Konsens in der Diskussion mit den Referentinnen sowie im anschließenden Gespräch der Netzwerk-Mitglieder, die an den folgenden zwei Tagen ihre Beiträge für den Band „Aktuelle Perspektiven der Romantikforschung“ zur Diskussion stellten, war die insbesondere für germanistische Zusammenhänge relevante Beobachtung, dass die Zukünfte der Romantikforschung entscheidend von kanonkritischen Ansätzen sowie der Erschließung und Erforschung der Texte der Autorinnen der Romantik bestimmt sein sollten. Die Schriften Ottilie von Goethes, Dorothea Veit-Schlegels, Sophie Mereau-Brentanos u.v.m. können das Verständnis von ‚Romantik‘ konstitutiv erweitern und der Relevanz der Akteurinnen für die romantischen Zirkel in Jena, Heidelberg, Berlin usw. Rechnung tragen.
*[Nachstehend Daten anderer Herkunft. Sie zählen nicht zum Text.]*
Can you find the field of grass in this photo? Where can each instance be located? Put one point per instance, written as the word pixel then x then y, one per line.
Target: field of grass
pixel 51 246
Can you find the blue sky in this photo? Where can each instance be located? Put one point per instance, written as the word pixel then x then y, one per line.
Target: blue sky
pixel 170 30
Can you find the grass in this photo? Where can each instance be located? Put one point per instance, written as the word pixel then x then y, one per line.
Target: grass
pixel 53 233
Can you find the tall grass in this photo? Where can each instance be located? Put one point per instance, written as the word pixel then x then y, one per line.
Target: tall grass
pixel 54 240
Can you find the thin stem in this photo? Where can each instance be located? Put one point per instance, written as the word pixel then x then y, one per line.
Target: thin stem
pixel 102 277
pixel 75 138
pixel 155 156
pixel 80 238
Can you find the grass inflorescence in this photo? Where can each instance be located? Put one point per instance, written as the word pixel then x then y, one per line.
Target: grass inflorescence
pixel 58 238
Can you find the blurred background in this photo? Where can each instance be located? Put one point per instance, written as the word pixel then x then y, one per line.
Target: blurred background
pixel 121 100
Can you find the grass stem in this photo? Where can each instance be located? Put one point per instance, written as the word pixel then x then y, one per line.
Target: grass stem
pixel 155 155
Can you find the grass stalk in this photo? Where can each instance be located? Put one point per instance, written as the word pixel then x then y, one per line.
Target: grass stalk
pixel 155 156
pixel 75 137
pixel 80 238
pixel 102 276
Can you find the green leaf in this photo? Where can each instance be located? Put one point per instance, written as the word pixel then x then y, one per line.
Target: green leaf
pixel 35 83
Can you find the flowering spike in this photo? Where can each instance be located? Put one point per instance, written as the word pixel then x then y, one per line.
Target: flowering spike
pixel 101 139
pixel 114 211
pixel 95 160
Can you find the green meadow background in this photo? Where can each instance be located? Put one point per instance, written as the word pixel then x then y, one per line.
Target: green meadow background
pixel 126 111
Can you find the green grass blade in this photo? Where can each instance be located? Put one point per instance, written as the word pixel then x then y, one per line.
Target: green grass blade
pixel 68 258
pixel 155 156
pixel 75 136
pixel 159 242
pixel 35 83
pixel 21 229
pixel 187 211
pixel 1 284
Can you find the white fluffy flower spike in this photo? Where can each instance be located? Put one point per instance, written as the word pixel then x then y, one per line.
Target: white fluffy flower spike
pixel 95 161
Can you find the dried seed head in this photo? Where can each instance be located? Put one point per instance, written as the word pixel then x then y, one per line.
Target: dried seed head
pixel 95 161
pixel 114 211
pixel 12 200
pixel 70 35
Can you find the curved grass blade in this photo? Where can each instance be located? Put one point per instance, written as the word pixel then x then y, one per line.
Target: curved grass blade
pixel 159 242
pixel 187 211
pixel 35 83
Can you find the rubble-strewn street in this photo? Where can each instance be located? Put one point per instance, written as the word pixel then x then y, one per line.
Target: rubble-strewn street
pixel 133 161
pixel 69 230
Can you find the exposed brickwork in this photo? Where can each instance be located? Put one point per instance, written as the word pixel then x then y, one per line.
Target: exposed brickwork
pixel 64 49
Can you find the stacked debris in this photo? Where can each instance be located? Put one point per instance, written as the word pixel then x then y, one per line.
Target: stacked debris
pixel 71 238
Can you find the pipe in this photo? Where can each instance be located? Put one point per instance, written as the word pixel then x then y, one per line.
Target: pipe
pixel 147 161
Die Ausstellung „Von Listen und Lücken“, die einen Tag später, am 14.9.2023, im Schopenhauer-Studio in der UB Frankfurt eröffnet wurde (und an der mehrere Netzwerk-Mitglieder beteiligt sind), bestätigte diesen Eindruck. Denn die Ausstellung zeigt, dass selbst eine romantische Autorin, der eine historisch-kritische Ausgabe gewidmet wurde, nicht zuletzt aus verlagspolitischen Gründen, aus dem Kanon ausgeschlossen werden kann: Karoline von Günderrodes Texte (Reclam/Stroemfeld) sind heute vergriffen und werden laut Verlagsauskunft in naher Zukunft nicht mehr neu aufgelegt. Hier möchte das Netzwerk künftig ansetzen und plant dazu, neue Projektziele und Strategien zu erarbeiten und seiner Überzeugung zu folgen, dass die Romantikforschung ohne die Stimmen der romantischen Akteurinnen nicht zukunftsfähig ist.